Friday, February 26, 2010

The Logic of "Yield" in Calculations of Diversity:

The Logic of "Yield" in Calculations of Diversity:

It is not enough for the UC system to have policies that increase minority admissions. One often neglected issue is what the UC administration terms "yield rate": the percentage of students who receive offers of admission and then choose to enroll in the UC system.

K. Wayne Yang, an Assistant Professor of Ethnic Studies at UCSD recently wrote an open letter to the UC San Diego community. Yang makes reference to the 2007 UCSD "Yield Report" and analyzes some of the underlying causes of the UCSD's extremely low yield rate for historically underrepresented minorities (only about 13% of African American" admitted to UCSD choose to enroll there). As Professor Yang puts it, "We have a 1.3% African-American student enrollment, not simply because of poor admissions, but because admitted students don’t choose to come to UCSD."

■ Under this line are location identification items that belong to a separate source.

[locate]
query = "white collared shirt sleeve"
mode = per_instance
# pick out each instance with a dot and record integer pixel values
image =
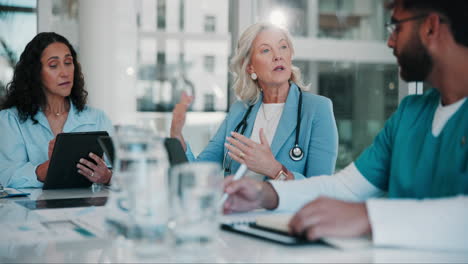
(429, 223)
(348, 184)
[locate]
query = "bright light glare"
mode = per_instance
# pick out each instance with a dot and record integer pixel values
(130, 71)
(278, 18)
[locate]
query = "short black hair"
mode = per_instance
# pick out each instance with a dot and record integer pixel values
(455, 11)
(25, 91)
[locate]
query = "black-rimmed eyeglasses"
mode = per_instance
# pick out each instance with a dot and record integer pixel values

A UC Office of the President chart lists the "Applications, Admissions, and Enrollment of California Resident Freshmen from 1995-2005." In 2005, yield rates for Asian Americans, East Indian and Pakistani Americans, and Filipino Americans were higher than the overall yield rate (53%). Yield rates for all other groups were lower -- African American and American Indian yield rates were the lowest.

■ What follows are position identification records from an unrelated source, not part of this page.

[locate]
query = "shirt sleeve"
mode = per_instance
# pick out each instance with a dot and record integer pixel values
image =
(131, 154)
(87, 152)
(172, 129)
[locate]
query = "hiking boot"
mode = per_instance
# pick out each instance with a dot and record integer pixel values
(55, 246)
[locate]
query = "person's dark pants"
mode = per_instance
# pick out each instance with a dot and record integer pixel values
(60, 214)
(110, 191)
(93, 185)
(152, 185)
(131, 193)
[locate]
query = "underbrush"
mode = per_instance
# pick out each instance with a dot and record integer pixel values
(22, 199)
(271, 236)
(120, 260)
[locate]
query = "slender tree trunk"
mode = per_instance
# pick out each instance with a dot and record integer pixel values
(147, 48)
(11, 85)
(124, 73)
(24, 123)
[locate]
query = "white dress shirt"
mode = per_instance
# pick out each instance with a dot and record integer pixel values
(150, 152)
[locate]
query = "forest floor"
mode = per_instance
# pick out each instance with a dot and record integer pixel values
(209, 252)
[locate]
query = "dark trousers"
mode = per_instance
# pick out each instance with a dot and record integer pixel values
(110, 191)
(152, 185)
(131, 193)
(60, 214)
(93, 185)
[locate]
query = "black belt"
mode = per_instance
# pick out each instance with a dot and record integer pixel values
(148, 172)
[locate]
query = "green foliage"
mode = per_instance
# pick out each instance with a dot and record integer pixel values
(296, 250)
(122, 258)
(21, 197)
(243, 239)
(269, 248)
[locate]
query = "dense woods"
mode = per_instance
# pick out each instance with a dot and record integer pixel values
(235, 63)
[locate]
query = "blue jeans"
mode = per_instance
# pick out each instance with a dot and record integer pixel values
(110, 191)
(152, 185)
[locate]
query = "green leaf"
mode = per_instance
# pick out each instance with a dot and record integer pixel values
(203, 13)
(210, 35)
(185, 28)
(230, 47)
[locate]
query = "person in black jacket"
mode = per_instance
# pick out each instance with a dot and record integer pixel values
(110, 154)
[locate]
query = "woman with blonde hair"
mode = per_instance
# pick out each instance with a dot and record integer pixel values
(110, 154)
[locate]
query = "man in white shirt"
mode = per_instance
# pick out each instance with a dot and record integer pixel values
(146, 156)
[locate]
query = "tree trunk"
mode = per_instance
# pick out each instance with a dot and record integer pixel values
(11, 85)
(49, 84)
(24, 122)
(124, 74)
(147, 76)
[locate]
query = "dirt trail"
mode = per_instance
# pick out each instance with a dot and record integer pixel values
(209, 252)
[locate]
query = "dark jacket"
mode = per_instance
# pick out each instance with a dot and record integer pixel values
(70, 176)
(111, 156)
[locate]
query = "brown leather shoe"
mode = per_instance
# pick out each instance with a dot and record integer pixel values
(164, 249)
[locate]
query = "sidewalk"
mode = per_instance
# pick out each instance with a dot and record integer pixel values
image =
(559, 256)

Asian American: 67% (9761/14,559)
East Indian/Pakistani: 63% (957/1511)
Filipino American: 54% (1536/2833)
Other: 51% (539/1052)
Unknown: 50% (1420/2824)
Latino: 49% (1192/2431)
White: 47% (10,165/21,779)
Chicano: 47% (3460/7226)
African American: 46% (909/1961)
American Indian: 43% (144/326)

One unstated reason why President Yudof has made statements like "they'll be fine" in reference to how Asian Americans will be affected by the new 2012 admissions policy may have to do with a belief that current yield rates will remain largely the same after the policy takes effect. (E.g. even if the admissions numbers of Asian Americans go down, the yield rate will still be "high" and may even increase).

BOARS admits that the UCOP studies lack predictive power because they are unable to "model [future applicant] behavior by extrapolating on the basis of past applicant behavior." This problem is exacerbated because, "[a]s we enter an era of substantial demographic shifts and financial uncertainty, the ability to predict which students will apply and where they will apply is even more uncertain."

Of course, if neither BOARS nor UCOP can properly model future behavior based on past yield rates, then there is no clear reason why anyone should assert that Asian Americans, or any other group, will be fine.

But UCs low yield rates for underrepresented minorities do give reason for concern about the efficacy of the new 2012 admissions policy. As the UCSD Yield Report argues: "simply admitting highly qualified students to the campus does not guarantee enrollments. This is especially true for historically underrepresented minority populations."

Professor Yang points out that despite the particularly dismal yield rates at UCSD, the recommendations for structural changes at UC San Diego for improving yield have "by-and-large NOT been implemented despite 2 years of research and 3 years of reading time." Yield rates for underrepresented minorities at UCSD and other UC campuses will continue to be low without fundamental structural changes to support organizations and campus institutions that aid underrepresented students and address campus climates that dissuade minorities from attending a UC campus in the first place.